The human mind is always essentially
the same. That which is tedious and joyless to one, will be so to
another, if pursued in the same way, and under the same circumstances.
And teaching, if it is pleasant, animating, and exciting to one, may be
so to all.
I am met, however, at the outset, in my effort to show why it is that
teaching is ever a pleasant work, by the want of a name for a certain
faculty or capacity of the human mind, through which most of the
enjoyment of teaching finds its avenue. Every mind is so constituted as
to take a positive pleasure in the exercise of ingenuity in adapting
means to an end, and in watching the operation of them--in accomplishing
by the intervention of instruments what we could not accomplish
without--in devising (when we see an object to be effected which is too
great for our _direct_ and _immediate_ power) and setting at work some
_instrumentality_ which may be sufficient to accomplish it.

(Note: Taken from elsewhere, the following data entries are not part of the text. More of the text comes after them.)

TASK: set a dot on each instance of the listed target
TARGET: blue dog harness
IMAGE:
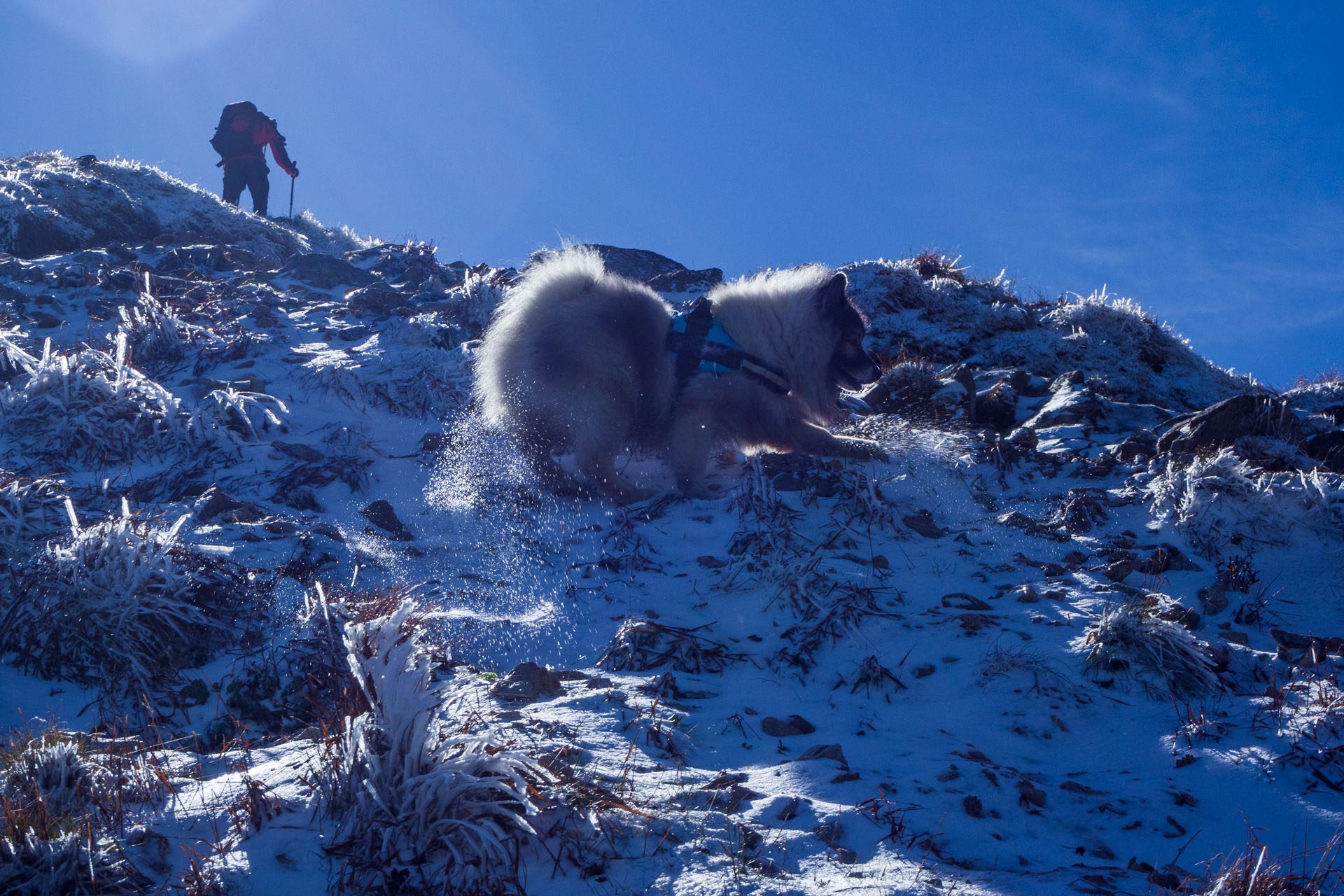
(701, 346)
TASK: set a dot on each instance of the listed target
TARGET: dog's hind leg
(689, 451)
(596, 454)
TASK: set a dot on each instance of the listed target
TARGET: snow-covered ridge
(286, 602)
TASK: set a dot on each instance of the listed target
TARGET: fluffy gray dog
(581, 358)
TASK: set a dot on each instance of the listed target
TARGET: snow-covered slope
(280, 615)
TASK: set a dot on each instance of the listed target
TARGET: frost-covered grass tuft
(58, 806)
(1254, 872)
(1130, 637)
(249, 416)
(412, 368)
(156, 337)
(94, 407)
(120, 603)
(30, 510)
(1215, 493)
(422, 801)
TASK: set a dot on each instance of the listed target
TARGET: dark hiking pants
(251, 174)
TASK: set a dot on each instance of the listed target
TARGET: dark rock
(1180, 615)
(772, 727)
(187, 260)
(1214, 599)
(1221, 425)
(435, 442)
(1136, 447)
(526, 682)
(924, 524)
(381, 514)
(824, 751)
(635, 264)
(974, 622)
(997, 407)
(1025, 438)
(214, 503)
(1291, 640)
(1327, 448)
(1030, 794)
(961, 601)
(324, 272)
(687, 281)
(724, 780)
(1068, 381)
(905, 388)
(1120, 570)
(299, 451)
(375, 298)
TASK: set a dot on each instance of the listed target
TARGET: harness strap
(701, 344)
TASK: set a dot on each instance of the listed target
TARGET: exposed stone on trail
(1327, 448)
(526, 682)
(1224, 424)
(216, 505)
(772, 727)
(381, 514)
(324, 272)
(656, 270)
(924, 524)
(299, 451)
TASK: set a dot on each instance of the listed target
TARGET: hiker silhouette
(241, 141)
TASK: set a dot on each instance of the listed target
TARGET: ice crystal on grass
(1254, 872)
(643, 644)
(412, 368)
(89, 407)
(425, 804)
(1132, 637)
(58, 804)
(30, 510)
(156, 337)
(1215, 493)
(116, 603)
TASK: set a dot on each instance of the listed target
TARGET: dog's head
(850, 367)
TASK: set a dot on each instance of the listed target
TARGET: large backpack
(230, 143)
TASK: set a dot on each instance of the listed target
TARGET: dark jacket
(245, 133)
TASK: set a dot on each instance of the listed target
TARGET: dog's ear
(831, 296)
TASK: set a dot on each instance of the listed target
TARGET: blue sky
(1187, 158)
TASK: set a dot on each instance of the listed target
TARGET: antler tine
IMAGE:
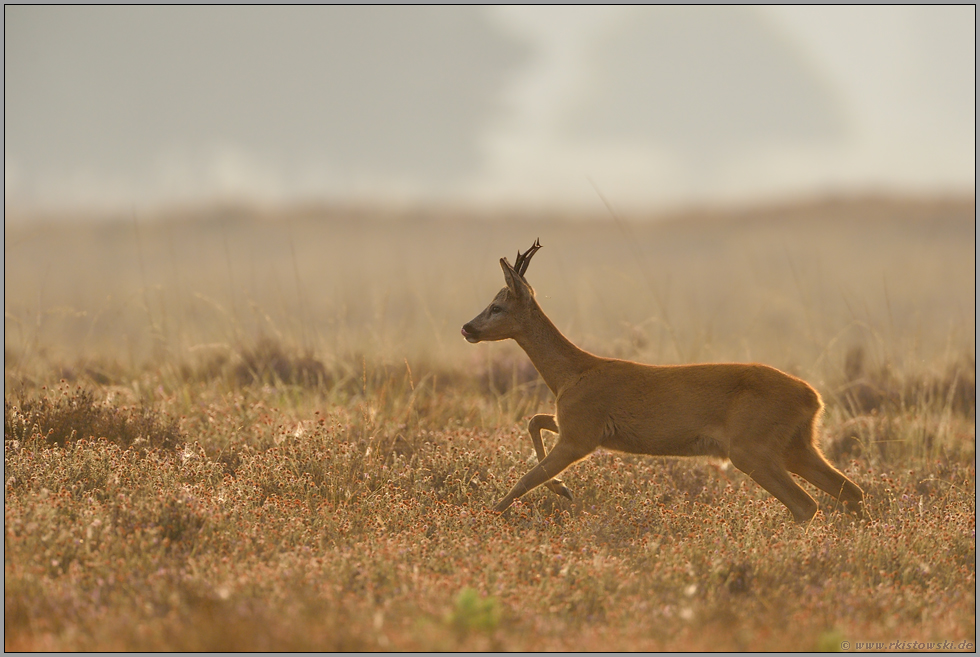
(520, 265)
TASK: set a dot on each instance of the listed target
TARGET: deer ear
(517, 285)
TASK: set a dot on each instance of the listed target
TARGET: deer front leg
(562, 456)
(534, 427)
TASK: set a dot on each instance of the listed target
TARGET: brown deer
(760, 418)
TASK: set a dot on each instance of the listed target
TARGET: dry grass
(229, 475)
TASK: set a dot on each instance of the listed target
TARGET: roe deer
(760, 418)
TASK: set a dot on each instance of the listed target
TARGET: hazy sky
(658, 106)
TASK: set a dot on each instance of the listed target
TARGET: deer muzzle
(469, 334)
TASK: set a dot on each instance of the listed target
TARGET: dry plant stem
(762, 419)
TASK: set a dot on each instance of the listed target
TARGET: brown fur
(763, 420)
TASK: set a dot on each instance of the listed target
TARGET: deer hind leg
(562, 456)
(534, 427)
(775, 479)
(805, 460)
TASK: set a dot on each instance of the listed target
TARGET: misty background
(138, 107)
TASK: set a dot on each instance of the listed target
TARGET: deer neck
(557, 360)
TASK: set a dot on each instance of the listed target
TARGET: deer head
(507, 313)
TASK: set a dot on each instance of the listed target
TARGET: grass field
(233, 429)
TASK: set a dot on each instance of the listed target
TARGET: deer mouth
(470, 337)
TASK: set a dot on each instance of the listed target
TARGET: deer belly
(694, 443)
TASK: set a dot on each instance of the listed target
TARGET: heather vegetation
(285, 445)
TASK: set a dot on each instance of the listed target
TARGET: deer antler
(520, 265)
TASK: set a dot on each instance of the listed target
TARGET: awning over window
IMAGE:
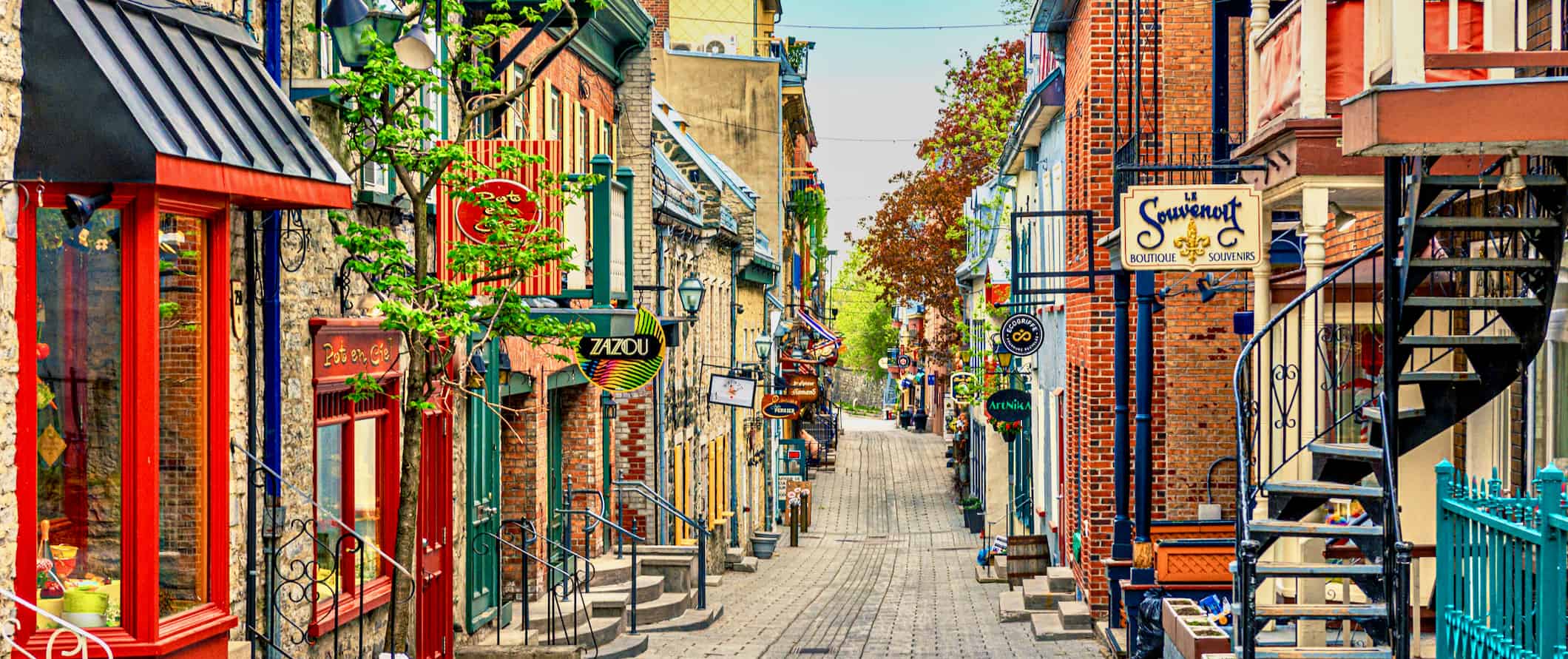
(118, 92)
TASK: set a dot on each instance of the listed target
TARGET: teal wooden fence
(1503, 569)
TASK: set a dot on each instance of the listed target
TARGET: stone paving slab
(886, 572)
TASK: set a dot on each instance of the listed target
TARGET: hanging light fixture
(350, 21)
(1512, 173)
(414, 49)
(690, 292)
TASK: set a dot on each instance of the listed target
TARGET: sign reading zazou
(460, 222)
(1192, 228)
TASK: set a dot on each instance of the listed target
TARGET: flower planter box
(1194, 561)
(1192, 635)
(974, 520)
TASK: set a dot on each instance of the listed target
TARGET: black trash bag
(1152, 636)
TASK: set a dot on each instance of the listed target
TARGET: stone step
(648, 587)
(1062, 579)
(665, 608)
(1076, 615)
(1048, 626)
(1038, 593)
(1010, 606)
(692, 621)
(623, 647)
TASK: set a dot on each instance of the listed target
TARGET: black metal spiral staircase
(1474, 270)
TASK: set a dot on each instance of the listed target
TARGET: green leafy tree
(389, 123)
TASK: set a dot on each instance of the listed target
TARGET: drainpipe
(659, 386)
(1143, 551)
(271, 327)
(734, 526)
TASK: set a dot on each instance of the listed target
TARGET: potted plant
(974, 513)
(764, 544)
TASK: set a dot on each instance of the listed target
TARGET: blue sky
(879, 84)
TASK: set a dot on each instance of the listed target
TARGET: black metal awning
(118, 92)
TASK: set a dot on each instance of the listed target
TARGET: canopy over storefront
(166, 95)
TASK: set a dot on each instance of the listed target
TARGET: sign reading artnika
(1192, 228)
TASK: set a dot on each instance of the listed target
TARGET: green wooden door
(484, 504)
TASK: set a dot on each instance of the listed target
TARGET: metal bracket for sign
(1021, 288)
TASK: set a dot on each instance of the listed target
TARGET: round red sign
(510, 192)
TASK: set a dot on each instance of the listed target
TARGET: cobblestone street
(886, 572)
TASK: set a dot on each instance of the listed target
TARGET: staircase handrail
(527, 529)
(648, 493)
(82, 636)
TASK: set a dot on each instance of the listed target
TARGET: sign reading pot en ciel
(1192, 228)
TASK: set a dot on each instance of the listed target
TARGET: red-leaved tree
(916, 240)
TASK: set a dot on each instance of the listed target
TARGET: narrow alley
(886, 572)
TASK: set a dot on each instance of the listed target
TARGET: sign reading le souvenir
(1007, 405)
(963, 386)
(1023, 334)
(1192, 228)
(780, 407)
(624, 363)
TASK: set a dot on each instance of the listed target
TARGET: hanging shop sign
(1192, 228)
(780, 407)
(737, 393)
(459, 220)
(1023, 334)
(963, 386)
(1007, 405)
(354, 347)
(624, 363)
(803, 388)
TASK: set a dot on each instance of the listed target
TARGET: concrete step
(692, 621)
(1048, 626)
(1062, 579)
(1076, 615)
(1038, 593)
(665, 608)
(1010, 606)
(623, 647)
(988, 576)
(648, 587)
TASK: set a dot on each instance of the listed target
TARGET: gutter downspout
(271, 327)
(659, 386)
(734, 526)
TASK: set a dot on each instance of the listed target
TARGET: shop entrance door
(481, 564)
(433, 569)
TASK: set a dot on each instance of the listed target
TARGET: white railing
(75, 636)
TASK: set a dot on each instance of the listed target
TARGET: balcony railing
(1311, 55)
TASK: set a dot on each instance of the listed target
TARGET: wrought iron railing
(317, 586)
(81, 641)
(700, 527)
(1503, 567)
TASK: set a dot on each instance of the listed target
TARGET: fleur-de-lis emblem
(1192, 246)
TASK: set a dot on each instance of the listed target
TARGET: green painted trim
(567, 377)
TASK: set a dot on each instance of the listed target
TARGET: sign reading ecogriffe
(1192, 228)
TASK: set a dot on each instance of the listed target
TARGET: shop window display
(79, 418)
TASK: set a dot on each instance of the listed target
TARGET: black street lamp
(350, 22)
(690, 292)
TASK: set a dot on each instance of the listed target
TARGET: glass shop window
(182, 415)
(79, 405)
(354, 450)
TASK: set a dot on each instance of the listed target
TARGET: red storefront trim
(141, 632)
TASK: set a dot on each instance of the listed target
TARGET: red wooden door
(433, 614)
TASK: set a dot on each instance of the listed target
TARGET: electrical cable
(854, 27)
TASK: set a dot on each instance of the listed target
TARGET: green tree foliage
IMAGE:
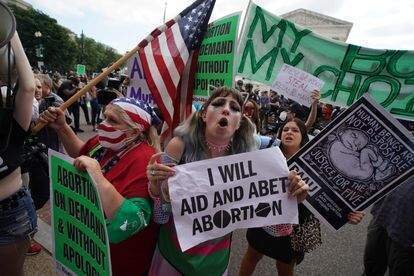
(61, 50)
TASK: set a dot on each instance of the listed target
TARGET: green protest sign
(80, 69)
(79, 233)
(349, 71)
(216, 56)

[Illustration: Steam Engine]
It is said that when the steam-engine was first put into operation,
such was the imperfection of the machinery, that a boy was necessarily
stationed at it to open and shut alternately the cock by which the steam
was now admitted and now shut out from the cylinder. One such boy, after
patiently doing his work for many days, contrived to connect this
stop-cock with some of the moving parts of the engine by a wire, in such
a manner that the engine itself did the work which had been intrusted to
him; and after seeing that the whole business would go regularly
forward, he left the wire in charge, and went away to play.